American Literature in the World Graduate Conference
April 7, 2017
The conference hopes to broaden the scope of American literature, opening it to more complex geographies, and to a variety of genres and media. The impetus comes partly from a survey of what is currently in the field: it is impossible to read the work of Junot Diaz and Edwidge Danticat, Robert Hass and Jorie Graham, Dave Eggers and Jhumpa Lahiri without seeing that, for all these authors, the reference frame is no longer simply the United States, but a larger, looser, more contextually varied set of coordinates, populated by laboring bodies, migrating faiths, generational sagas, memories of war, as well as the accents of unforgotten tongues, the taste and smell of beloved foods and spices.
The twenty-first century is a good century to think about American literature in the world. But other centuries are equally fertile ground, as the writings of Anne Bradstreet, Margaret Fuller, Herman Melville, Edith Wharton, Mark Twain, Richard Wright, Gertrude Stein, Ezra Pound, Langston Hughes, and Elizabeth Bishop make abundantly clear.

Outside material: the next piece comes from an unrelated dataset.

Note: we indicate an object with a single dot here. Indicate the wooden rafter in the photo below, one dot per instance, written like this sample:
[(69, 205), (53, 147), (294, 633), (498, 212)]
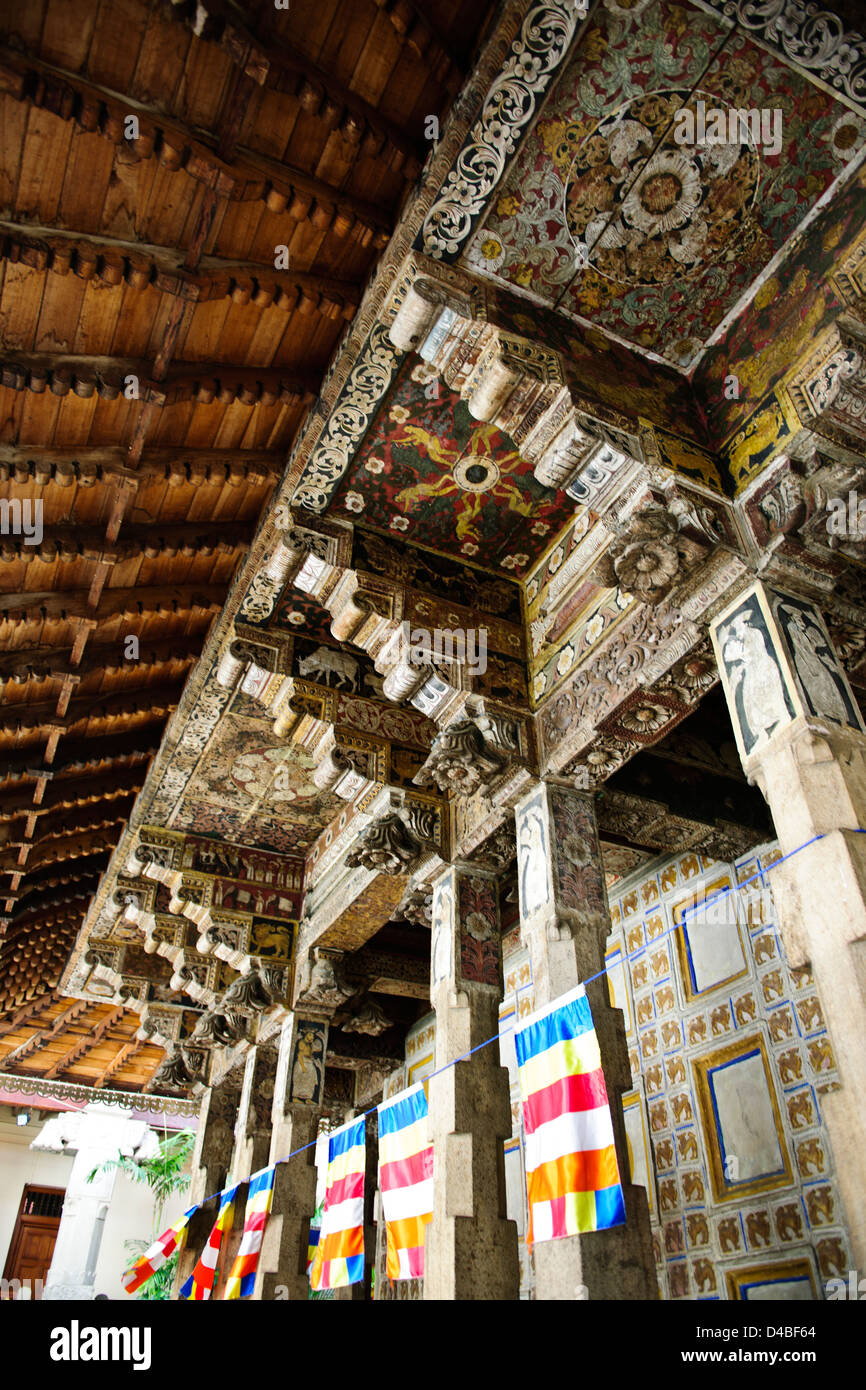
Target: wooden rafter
[(110, 260), (99, 110), (182, 598), (82, 1045)]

To study these and countless other authors is to see that the United States and the world are neither separate nor antithetical, but part of the same analytic fabric. Our conference explores these extended networks through many channels: from the cultural archives circulating across the Atlantic, the Pacific, and the Indian Oceans as well as the Caribbean Sea; to the dynamic interactions between indigenous populations and those newly arrived; from the institutions of print, to the tangled ecologies of literature, art, theater, music, and film, to the digital globalism of the present moment.
The conference is generously supported by the Beinecke Library, the Graduate School of Arts and Sciences, the English Department, the American Studies Program, the African American Studies Department, the Ethnicity, Race, and Migration Program, the Comparative Literature Department, the Department of Spanish and Portuguese, the Department of East Asian Languages and Literatures, and the Film Studies Program at Yale University. We offer a $300 travel stipend to those coming from outside the tri-state area.
As part of the cluster of events supported by the conference, attendees are also invited to the following: a research workshop with Melissa Barton, Curator at the Beinecke Library; a publication workshop with Wai Chee Dimock, William Lampson Professor of English and American Studies at Yale and the editor of PMLA, and Jordan Brower and Edgar Garcia, co-editors of American Literature in the World: An Anthology from Anne Bradstreet to Octavia Butler (Columbia University Press, 2017); and a Performing American Literature Mini-Festival on Thursday, April 6.